Tag Archives: First Draft

Working 9 to 5

Over the past two weeks, I have been on a bit of an emotional roller coaster on the work front. I say work front but by that I mean the day job. I finished my M.A. in September last year. For two years, I juggled work alongside my studies. It was tough but I did it. It helped that with the coursework submissions, workshops and lectures, I had a structured timetable to work within. Now, without those deadlines, I have been freewheeling to the point where the wheels almost came off.

I knew I needed a break after the Masters but after a couple of months off, I wanted to knuckle down to my second edit at the start of 2017. It is now nearly March and I have been faffing around. I have a couple of agents interested in seeing my finished manuscript, but even with that motivation, I haven’t been able to focus. I miss my characters, I miss my story and I want to get back to the writing.
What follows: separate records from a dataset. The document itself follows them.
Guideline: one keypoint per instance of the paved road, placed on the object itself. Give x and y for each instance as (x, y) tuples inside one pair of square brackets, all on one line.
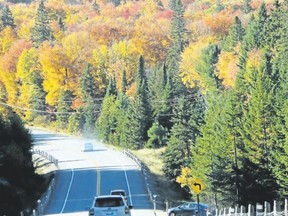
[(82, 175)]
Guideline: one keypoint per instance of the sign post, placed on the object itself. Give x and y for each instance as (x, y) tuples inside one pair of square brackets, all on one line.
[(197, 186)]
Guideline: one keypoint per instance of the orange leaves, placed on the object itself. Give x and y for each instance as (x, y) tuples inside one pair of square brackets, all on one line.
[(191, 61), (227, 68), (219, 23)]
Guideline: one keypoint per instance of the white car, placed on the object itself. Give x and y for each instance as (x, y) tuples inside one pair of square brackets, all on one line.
[(113, 205), (87, 147)]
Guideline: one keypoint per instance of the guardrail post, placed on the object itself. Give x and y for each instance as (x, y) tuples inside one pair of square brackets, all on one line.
[(286, 207), (250, 210), (242, 210)]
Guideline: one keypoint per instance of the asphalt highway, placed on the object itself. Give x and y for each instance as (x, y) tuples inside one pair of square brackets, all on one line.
[(83, 175)]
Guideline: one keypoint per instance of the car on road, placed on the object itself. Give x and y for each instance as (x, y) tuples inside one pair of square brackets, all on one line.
[(119, 192), (87, 147), (189, 208), (113, 205)]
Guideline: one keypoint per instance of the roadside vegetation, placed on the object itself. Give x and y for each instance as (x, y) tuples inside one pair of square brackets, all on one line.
[(20, 186), (204, 80)]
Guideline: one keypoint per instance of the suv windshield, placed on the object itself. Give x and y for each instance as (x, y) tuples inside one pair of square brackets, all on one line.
[(109, 202)]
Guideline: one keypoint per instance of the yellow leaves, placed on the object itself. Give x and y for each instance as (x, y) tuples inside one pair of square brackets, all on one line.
[(186, 178), (55, 75), (227, 68), (189, 63), (7, 37), (77, 46)]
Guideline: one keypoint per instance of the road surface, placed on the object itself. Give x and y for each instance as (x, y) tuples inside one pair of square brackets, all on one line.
[(83, 175)]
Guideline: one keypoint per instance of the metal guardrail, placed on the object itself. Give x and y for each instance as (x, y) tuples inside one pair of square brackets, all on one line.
[(43, 201), (143, 169), (260, 210)]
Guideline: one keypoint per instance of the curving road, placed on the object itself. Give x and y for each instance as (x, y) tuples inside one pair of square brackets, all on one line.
[(82, 175)]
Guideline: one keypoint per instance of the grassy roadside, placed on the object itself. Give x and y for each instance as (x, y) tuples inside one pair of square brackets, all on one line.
[(161, 186)]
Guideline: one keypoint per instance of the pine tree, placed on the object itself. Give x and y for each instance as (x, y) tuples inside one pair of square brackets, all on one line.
[(187, 118), (122, 103), (37, 94), (64, 109), (124, 82), (87, 84), (234, 36), (206, 67), (140, 111), (89, 97), (259, 135), (41, 31), (111, 88), (7, 18), (247, 7), (178, 38), (157, 136)]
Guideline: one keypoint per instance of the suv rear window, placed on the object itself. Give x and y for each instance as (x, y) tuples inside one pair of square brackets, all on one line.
[(118, 193), (109, 202)]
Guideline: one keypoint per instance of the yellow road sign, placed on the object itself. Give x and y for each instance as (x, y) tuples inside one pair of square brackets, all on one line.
[(197, 185)]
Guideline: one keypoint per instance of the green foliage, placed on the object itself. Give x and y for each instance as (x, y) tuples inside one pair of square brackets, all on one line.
[(64, 109), (187, 119), (247, 7), (178, 38), (41, 31), (157, 136), (206, 67)]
Whatever job path I have followed in my career, and there have been a few, I have always been driven to do the best I can. Long hours have never been an issue for me. I have always derived a huge satisfaction from knowing I have done a good job, no matter how much overtime it has taken me to get there, but now there has been a shift. I love my work at the University and supporting the Professor, but if I am sitting at my desk at 7pm at night, I no longer get a sense of achievement. I am knackered by the time I get home and it is not ‘a good fatigue’. I feel empty and flat and I know why it is. I am too tired to write.

To address this, for the past few weeks, I have been battling to get out of the office at 5pm but desperately failing to do so. Finally, a couple of weeks ago, a few days before I went on holiday, I couldn’t cope. I scooped up all my workbooks, went home, and sat there for 48 hours, sobbing over my keyboard as I worked from home. I was miserable. Or as I said to my work colleagues, I was over-tired, overwhelmed and like my little nephew needed some quiet time.

Luckily, as I have mentioned, I was going on holiday to beautiful Devon, with my sister and her family, staying in the idyllic South Hams, and I got the breathing space I needed.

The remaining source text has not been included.